As the trial sponsor, we may want to employ the enrichment strategies to select the population who may be likely to die therefore the death events can be accrued quickly. As mentioned in FDA’s guidance “Enrichment Strategies for Clinical Trials to Support Approval of Human Drugs and Biological Products”, this type of enrichment strategy is called prognostic enrichment. Here is what is said in FDA’s guidance:
IV. PROGNOSTIC ENRICHMENT STRATEGIES—IDENTIFYING HIGH-RISK 169 PATIENTS
A wide variety of prognostic indicators have been used to identify patients with a greater likelihood of having the event (or a large change in a continuous measure) of interest in a trial. These indications include clinical and laboratory measures, medical history, and genomic or proteomic measures. Selecting such patients allows a treatment effect to be more readily discerned. For example, trials of prevention strategies (reducing the rate of death or other serious event) in cardiovascular (CV) disease are generally more successful if the patients enrolled have a high event rate, which will increase the power of a study to detect any given level of risk reduction. Similarly, identification of patients at high risk of a particular tumor, or at high risk of recurrence or metastatic disease can increase the power of a study to detect an effect of a cancer treatment. Prognostic enrichment strategies are also applicable, or potentially applicable, to the study of drugs intended to delay progression of a variety of diseases, such as Alzheimer’s disease, Parkinson’s disease, rheumatoid arthritis, multiple sclerosis, and other conditions, where patients with more rapid progression could be selected; it is possible, of course, that such patients might be less responsive to treatment (i.e., that rapid progression would be a negative predictor of response), and that would have to be considered.

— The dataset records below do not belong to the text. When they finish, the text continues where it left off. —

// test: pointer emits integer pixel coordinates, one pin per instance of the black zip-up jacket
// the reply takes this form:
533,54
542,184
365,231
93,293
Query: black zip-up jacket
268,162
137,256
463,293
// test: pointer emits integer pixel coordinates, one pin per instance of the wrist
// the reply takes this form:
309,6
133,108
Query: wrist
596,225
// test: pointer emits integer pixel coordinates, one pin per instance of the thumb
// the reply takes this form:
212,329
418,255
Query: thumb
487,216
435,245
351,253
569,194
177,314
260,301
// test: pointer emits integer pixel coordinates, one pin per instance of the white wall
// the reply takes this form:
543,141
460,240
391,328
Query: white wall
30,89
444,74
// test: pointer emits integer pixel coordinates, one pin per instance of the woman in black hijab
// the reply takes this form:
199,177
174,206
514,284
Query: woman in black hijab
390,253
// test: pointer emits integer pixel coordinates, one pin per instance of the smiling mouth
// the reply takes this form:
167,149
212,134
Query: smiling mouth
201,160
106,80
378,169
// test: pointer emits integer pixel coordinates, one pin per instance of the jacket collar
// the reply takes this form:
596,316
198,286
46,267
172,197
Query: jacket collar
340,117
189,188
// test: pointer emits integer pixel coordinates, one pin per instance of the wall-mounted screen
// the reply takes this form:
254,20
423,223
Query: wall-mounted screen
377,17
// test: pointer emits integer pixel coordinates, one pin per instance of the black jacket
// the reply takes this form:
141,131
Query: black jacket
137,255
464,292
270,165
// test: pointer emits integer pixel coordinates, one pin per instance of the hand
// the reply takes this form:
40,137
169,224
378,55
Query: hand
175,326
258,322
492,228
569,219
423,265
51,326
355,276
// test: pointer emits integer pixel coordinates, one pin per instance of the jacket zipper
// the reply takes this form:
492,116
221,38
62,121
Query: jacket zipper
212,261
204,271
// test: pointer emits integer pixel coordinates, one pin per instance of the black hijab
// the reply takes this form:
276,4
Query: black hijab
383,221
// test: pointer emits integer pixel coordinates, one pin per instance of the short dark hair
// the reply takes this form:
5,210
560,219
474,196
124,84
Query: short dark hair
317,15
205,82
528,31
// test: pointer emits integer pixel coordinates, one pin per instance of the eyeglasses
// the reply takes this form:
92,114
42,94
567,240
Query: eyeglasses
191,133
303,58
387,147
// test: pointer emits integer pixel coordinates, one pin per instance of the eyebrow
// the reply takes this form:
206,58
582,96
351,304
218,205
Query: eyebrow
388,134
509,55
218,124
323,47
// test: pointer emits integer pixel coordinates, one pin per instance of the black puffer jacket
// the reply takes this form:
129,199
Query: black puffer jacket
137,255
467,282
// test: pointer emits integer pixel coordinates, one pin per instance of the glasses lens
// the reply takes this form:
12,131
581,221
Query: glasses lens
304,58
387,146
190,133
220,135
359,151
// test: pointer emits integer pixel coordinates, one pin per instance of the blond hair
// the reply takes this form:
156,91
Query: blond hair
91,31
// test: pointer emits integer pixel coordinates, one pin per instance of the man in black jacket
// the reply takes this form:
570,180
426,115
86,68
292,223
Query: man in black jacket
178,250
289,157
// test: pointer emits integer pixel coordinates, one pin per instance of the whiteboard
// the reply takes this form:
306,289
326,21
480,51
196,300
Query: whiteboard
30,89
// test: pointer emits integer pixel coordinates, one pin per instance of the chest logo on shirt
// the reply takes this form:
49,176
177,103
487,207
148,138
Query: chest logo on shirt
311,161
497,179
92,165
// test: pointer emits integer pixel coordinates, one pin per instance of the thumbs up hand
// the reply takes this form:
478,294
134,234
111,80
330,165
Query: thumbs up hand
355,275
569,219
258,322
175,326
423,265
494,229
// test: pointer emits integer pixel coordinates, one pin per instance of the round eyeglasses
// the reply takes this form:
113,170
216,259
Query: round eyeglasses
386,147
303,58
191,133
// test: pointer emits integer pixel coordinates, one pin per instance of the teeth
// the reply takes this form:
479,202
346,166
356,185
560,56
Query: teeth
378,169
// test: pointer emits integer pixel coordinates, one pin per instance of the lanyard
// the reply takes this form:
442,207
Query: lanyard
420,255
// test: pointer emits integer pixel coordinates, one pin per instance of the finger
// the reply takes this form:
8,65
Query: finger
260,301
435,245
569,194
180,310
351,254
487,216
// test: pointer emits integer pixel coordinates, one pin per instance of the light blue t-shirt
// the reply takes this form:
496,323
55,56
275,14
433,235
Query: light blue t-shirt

For any given desired power in an event-based study, the appropriate sample size will depend on effect size and the event rate in the placebo group. Prognostic enrichment does not increase the relative risk reduction (e.g., percent of responders or percent improvement in a symptom), but will increase the absolute effect size, generally allowing for a smaller sample size. For example, reduction of mortality from 10% to 5% in a high-risk population is the same relative effect as a reduction from 1% to 0.5% in a lower risk population, but a smaller sample size would be needed to show a 5% vs. 0.5% change in absolute risk. It is common to choose patients at high risk for events for the initial outcome study of a drug and, if successful, move on to larger studies in lower risk patients.
While this enrichment strategy is good for the trial sponsor and makes the clinical trial smaller, it also gives a bad taste because we are betting that the selected study population will have high death rate and that the patient die sooner.